During a scuba trip in Djibouti in 2002, he saw his first whale shark and learned how researchers physically tagged and tracked the animals. He thought there might be a better way, through computer vision algorithms that could identify individuals by their unique spot patterns. This work turned into Whaleshark.org, a library of encounters and individual whale sharks used and maintained by marine biologists.
But that was just the first use case. From there Wild Me expanded as a platform for other animal researchers, allowing them to upload their data to catalog a series of other species from manta rays to giraffes to sea dragons. The platform serves more than 200 organizations and nearly 1,000 researchers tracking nearly 90,000 animals around the world with close to 444,000 sightings in its database.
The challenge of moving biologists' catalogs of encounters and sightings and individuals into the Wild Me platforms has been a thorny problem from the start.
"It's been an evolving process," said Holmberg. "When we first started working with biologists across the globe, we would write custom importers for every piece of data. That custom one-off code would take weeks."
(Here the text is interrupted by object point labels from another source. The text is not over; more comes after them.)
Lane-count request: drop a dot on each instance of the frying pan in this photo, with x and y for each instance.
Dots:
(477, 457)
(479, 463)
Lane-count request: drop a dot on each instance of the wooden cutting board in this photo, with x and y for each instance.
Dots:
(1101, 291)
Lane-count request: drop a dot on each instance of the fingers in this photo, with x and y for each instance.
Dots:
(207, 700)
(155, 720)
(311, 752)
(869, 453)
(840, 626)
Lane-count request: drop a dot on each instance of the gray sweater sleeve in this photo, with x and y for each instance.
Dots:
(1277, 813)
There were no universal standards for how individual researchers cataloged their data. Each researcher created their own system.
Because of this, the idea of a "universal data importer is sort of farcical," Holmberg said. "But we were able to solve half the problem." Wild Me started using a tool to let field biologists begin mapping their data to a common set of fields and descriptors. These biologists could review the data in the system and then approve it.
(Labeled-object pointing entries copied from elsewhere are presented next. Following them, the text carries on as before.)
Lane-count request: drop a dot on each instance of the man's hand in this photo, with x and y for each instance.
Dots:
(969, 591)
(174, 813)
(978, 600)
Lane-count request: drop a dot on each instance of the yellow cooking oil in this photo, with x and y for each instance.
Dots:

While this streamlined the process and made it faster, there were still issues that could be improved. The system wasn't all that scalable, and it didn't let the researchers validate their own data. Wild Me began piloting a tool from a company called Flatfile, designed to solve the issues of processing and validating external data from multiple sources.
David Boskovic founded the Flatfile after working at a few different SaaS companies and running into the same annoying problem each time: how to get new customers' data into the system when each customer had used different systems.
"It has been a universal problem. The cost and effort of bringing data in is one of the costs of innovation," Boskovic said. But it was very frustrating. "I like to say I rage-designed this product."
The other aspect of bringing data into a system is that your customers need to maintain ownership and control of that data. That's important for marketers. It's also important for field biologists. It's one of the reasons why Wild Me pursued the pilot with Flatfile.
"It's an intuitive system whereby a field biologist can maintain ownership of their data through the process of importing it into our system, and it will do things that we didn't currently have like data validation," Holmberg said. For instance, it will help "make sure all the GPS coordinates are in the right format. These are human-curated data catalogs. They do have errors."
During the validation process anomalies are presented back to the biologists who curated the data so that they can go back and clean up the data. This lets biologists see their data in one of the Wild Me platforms and work with that data in the platform.
The platforms are changing biologists' knowledge of the species they study.
"When I first started on whale shark research, everyone thought the Indian ocean was the big spot for that," Holmberg said. "As we built these online platforms, we could identify the movement of individuals...We now see that the Gulf of Mexico as one of the biggest hotspots for studying whale shark behavior."
In many cases, Wild Me is a researcher's first experience with cloud computing and storage and analysis for their data, so the goal is to make the system easy to use for people whose primary job is not technology.
Holmberg said that the data processing needs to be fast so that biologists can react to population changes with better conservation policy and strategies.
"Maybe that means to put up a fence, or take down a fence, or allow fishing, or ban fishing, depending on how variables impact population numbers," he said. "The faster we can estimate population numbers, the faster we can respond to changes and make sure our conservation strategies are iterating towards evermore successful solutions that help increase population numbers, especially for threatened and endangered animals."